European Interest

EU foreign ministers discuss IS foreign fighters, Venezuela and Yemen

“It certainly is not as easy as people in America imagine,” Germany's Foreign Minister Heiko Maas said on Monday.

US President Donald Trump‘s call on Twitter for European countries to repatriate foreign “Islamic State” fighters captured in Syria was discussed by the European Union’s foreign ministers who met in Brussels on February 18. And they pushed back.

“It certainly is not as easy as people in America imagine,” Germany’s Foreign Minister Heiko Maas said on Monday. His Austrian counterpart, Karin Kneissl, said she couldn’t comprehend the call, saying it would be in “nobody’s interest” to release foreign fighters who had been captured by the international coalition and Kurdish fighters.

As reported by Deutsche Welle (DW), Germany’s international broadcaster, Hungarian Foreign Minister Peter Szijjarto also dismissed the idea, saying: “Our major endeavour now should be not to allow them to come back to Europe.”

Jean Asselborn, Luxembourg’s foreign minister, criticised Trump for raising the issue on Twitter. “If we want to find a sensible solution, then we have to discuss this and not send tweets back and forth.
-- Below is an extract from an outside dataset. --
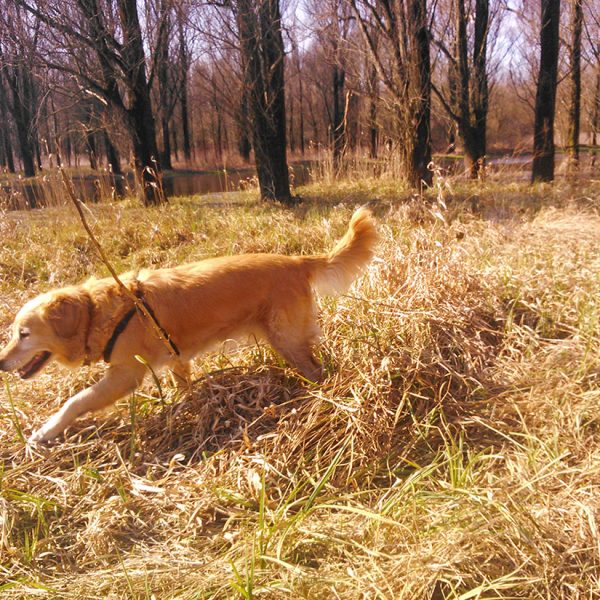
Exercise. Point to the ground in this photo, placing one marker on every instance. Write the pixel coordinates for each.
(453, 450)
That does not make sense.”

Venezuela an Yemen

The EU foreign ministers also discussed calls for new elections in Venezuela where opposition politician Juan Guaido declared himself acting president in an effort to oust President Nicolas Maduro.
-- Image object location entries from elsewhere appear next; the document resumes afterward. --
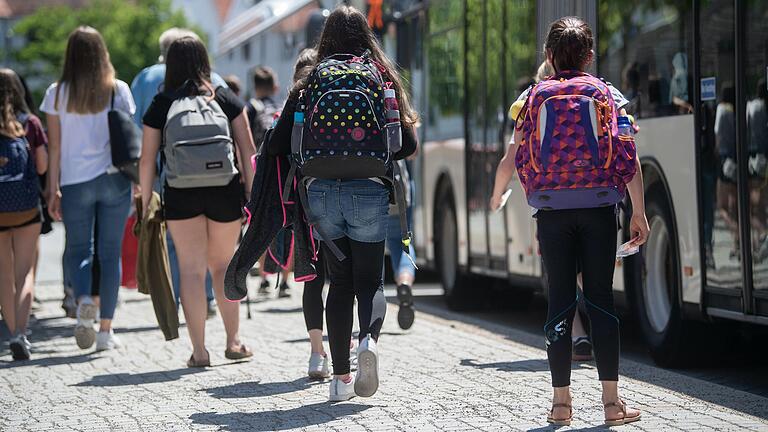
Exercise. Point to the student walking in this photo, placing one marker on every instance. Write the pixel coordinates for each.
(23, 156)
(349, 203)
(198, 127)
(83, 184)
(147, 84)
(576, 213)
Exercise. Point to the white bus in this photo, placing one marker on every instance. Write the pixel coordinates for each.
(695, 73)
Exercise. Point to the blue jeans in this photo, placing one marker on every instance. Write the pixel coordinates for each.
(108, 198)
(400, 262)
(356, 209)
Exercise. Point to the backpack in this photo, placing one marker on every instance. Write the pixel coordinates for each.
(261, 116)
(19, 185)
(198, 149)
(341, 127)
(571, 155)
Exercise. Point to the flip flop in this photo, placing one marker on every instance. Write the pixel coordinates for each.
(560, 422)
(625, 419)
(240, 354)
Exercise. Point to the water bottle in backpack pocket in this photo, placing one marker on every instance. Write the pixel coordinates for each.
(198, 147)
(19, 186)
(572, 155)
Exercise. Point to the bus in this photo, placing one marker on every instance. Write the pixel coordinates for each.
(695, 74)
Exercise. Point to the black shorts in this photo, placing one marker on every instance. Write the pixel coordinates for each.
(220, 204)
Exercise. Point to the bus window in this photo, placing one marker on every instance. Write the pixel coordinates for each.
(756, 70)
(644, 50)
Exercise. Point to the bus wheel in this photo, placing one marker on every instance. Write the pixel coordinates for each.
(657, 288)
(455, 283)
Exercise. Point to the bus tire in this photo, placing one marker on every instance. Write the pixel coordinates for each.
(455, 282)
(656, 293)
More than 40 countries have recognised the move, as has the European Parliament.

Multiple foreign ministers, including France’s Jean-Yves Le Drian and Romania’s Teodor Melescanu, said that new elections were the only way out of the political impasse, reported DW.

As regards Yemen, the EU foreign ministers welcomed a ceasefire agreement between the Yemeni government and Houthi rebels, which the two parties reached in Stockholm, Sweden in December.

“The EU reaffirms that only a negotiated and inclusive political solution can end the conflict in Yemen,” a statement from European Council read.